Wissanu: 'Need to stand our ground'
This is because Thai numerals are not always easy to read in an online format.
The deputy prime minister said essential papers such as official documents and school textbooks in hard-copy form must continue to use Thai numerals since Thai is the official language.
Mr Wissanu said it may be permissible to adopt Arabic numerals for digital documents.
He maintained that for hard copy, the use of Thai numerals is non-negotiable even though it created complications in transferring the texts into PDF format.
Relevant agencies such as the Royal Society, the Education Ministry and the Culture Ministry had a duty to explain the matter to the public, Mr Wissanu added.

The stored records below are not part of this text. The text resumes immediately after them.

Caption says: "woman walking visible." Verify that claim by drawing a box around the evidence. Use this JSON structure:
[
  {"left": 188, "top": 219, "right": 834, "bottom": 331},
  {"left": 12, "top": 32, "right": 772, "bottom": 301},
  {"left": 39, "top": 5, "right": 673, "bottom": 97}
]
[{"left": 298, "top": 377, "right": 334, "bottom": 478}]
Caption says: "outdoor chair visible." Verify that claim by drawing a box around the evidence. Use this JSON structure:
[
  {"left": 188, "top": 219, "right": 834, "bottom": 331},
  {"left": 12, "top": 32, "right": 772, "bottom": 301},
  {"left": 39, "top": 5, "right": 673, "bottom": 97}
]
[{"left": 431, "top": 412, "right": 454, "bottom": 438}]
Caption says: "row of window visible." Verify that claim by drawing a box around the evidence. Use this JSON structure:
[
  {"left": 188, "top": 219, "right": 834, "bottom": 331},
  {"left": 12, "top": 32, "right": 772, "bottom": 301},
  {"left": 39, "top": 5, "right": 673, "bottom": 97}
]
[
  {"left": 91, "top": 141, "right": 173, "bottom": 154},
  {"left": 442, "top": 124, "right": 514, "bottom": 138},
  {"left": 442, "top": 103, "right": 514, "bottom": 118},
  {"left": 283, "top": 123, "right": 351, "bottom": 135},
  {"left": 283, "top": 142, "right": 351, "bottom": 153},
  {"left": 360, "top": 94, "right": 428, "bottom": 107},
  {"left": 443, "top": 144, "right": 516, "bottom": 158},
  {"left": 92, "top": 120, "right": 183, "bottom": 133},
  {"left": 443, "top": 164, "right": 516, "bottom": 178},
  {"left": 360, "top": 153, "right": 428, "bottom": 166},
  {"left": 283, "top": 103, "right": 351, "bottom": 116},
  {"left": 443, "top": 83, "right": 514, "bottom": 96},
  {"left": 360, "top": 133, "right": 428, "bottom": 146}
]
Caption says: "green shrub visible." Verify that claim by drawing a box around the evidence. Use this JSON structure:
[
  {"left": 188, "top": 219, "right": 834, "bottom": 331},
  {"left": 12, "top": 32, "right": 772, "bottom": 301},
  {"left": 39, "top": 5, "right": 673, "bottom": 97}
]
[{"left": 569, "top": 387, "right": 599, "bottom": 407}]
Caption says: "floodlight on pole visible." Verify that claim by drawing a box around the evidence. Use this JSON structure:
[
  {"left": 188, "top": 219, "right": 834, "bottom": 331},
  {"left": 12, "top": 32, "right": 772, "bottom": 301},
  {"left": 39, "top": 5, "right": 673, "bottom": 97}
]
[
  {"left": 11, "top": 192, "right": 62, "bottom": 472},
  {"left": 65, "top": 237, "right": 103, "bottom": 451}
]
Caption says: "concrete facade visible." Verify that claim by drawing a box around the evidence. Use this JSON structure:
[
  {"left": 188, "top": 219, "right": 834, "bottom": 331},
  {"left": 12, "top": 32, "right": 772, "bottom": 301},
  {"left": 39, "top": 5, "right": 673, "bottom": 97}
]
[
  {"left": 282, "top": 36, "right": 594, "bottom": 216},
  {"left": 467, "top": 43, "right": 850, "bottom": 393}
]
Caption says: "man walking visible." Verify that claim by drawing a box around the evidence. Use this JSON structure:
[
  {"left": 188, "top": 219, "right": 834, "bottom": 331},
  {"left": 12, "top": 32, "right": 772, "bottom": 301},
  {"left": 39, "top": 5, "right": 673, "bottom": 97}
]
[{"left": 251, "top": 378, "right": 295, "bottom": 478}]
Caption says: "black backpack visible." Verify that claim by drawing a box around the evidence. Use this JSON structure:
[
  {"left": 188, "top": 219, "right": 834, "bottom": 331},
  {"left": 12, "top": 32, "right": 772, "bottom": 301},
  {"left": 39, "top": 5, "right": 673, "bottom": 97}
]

He said he was also aware of calls to change Buddhist year dates in official documents to Christian ones.
Thai numerals from 1 - 10
"We know the calls go that far. But we need to stand our ground," he said, adding the debate surrounding the numeral issue was a non-story.
The campaign on the www.change.org website was launched by Keng Susumpow who said conversion to Arabic numerals for online official documents would result in formats being standardised and the easier compilation of digital data.
The use of Thai numerals in official documents stands in the way of progress on the digital platform, Mr Keng said on the website, adding the conversion of Thai to Arabic numerals was mandated during the government of Field Marshal Plaek Phibunsongkhram (1938-1944).
However, it was scrapped by the Khuang Aphaiwong administration (1947-1948).
"This is nothing new. Don't let the issue hold back digital connectivity and the country's development," he said.
Meanwhile, Patiyut Thongprajong, executive of the Thai Pakdee Party, said via Facebook the campaign was being waged to create further divisions in society.
He also believed it was part of a wider scheme to bring about a radical change to how the country is governed.